Results: The VDLT + BO group was superior to the BO group or VDLT group in airway peak pressure, time to correct positioning, pulmonary ventilation time, intubation success rate, and hemodynamics after intubation (P < 0.05). In the comparison of postoperative recovery, the postoperative pain score, white blood cell level, incidence rate of pneumonia, hospital stay and hospitalization costs in the VDLT + BO group were significantly lower than those in the BO group or VDLT group (P < 0.05).
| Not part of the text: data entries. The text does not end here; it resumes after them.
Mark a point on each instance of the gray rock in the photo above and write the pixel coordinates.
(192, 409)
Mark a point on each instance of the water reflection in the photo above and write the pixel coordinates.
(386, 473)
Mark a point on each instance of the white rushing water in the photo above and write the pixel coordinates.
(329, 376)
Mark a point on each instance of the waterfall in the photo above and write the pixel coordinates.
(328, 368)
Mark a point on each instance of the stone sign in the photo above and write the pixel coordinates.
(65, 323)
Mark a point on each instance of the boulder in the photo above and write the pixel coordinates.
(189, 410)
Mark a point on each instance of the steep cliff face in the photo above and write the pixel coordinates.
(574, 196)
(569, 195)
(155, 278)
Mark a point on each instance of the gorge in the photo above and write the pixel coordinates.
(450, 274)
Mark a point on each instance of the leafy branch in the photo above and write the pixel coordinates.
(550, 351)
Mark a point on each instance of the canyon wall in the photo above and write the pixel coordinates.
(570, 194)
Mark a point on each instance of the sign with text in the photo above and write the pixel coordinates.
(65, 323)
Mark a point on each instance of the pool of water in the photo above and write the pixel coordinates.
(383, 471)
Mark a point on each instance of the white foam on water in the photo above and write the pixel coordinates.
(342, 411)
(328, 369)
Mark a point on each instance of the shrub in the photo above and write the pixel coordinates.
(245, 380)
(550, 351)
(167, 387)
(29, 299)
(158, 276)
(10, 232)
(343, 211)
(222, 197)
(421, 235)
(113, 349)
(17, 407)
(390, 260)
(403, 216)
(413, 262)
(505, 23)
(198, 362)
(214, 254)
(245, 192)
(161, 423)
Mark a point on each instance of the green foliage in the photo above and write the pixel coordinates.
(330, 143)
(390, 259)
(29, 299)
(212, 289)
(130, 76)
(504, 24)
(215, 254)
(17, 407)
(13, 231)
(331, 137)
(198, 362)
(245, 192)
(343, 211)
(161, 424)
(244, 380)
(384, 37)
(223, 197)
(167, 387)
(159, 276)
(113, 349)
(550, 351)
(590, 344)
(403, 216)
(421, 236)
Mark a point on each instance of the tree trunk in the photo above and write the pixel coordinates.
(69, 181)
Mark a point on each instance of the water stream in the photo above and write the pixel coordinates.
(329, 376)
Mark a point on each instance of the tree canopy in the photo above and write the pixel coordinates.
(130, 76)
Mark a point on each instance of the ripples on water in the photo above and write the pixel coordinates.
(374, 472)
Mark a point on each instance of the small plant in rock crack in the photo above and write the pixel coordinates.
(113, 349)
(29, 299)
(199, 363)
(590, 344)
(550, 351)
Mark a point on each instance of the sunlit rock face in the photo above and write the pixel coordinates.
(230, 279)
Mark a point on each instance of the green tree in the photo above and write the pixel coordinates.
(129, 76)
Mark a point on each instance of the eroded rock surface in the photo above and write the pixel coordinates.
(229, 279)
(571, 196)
Conclusion: The visual endotracheal tube combined with bronchial occluder is effective in pulmonary ventilation during thoracic surgery under anesthesia, and can improve arterial blood gas in patients.

Introduction

At present, about 200,000 cases of thoracic surgery are performed in China each year, and the number is increasing at a rate of 5%–7% per year. Thoracoscopic surgery has many advantages such as small incision, wide surgical field, rapid postoperative recovery, and therefore has been widely applied in clinical practice (1). The key to thoracoscopic surgery is lung isolation and one-lung ventilation. Lung isolation is required to ensure ventilation and to prevent entry of blood, secretions, and tumor necrotic tissue from an affected lung into a non-diseased lung. Additionally, by using lung isolation techniques, fully lung collapse of the affected lung is achieved, contributing to improving surgical exposure and subsequent surgical procedures.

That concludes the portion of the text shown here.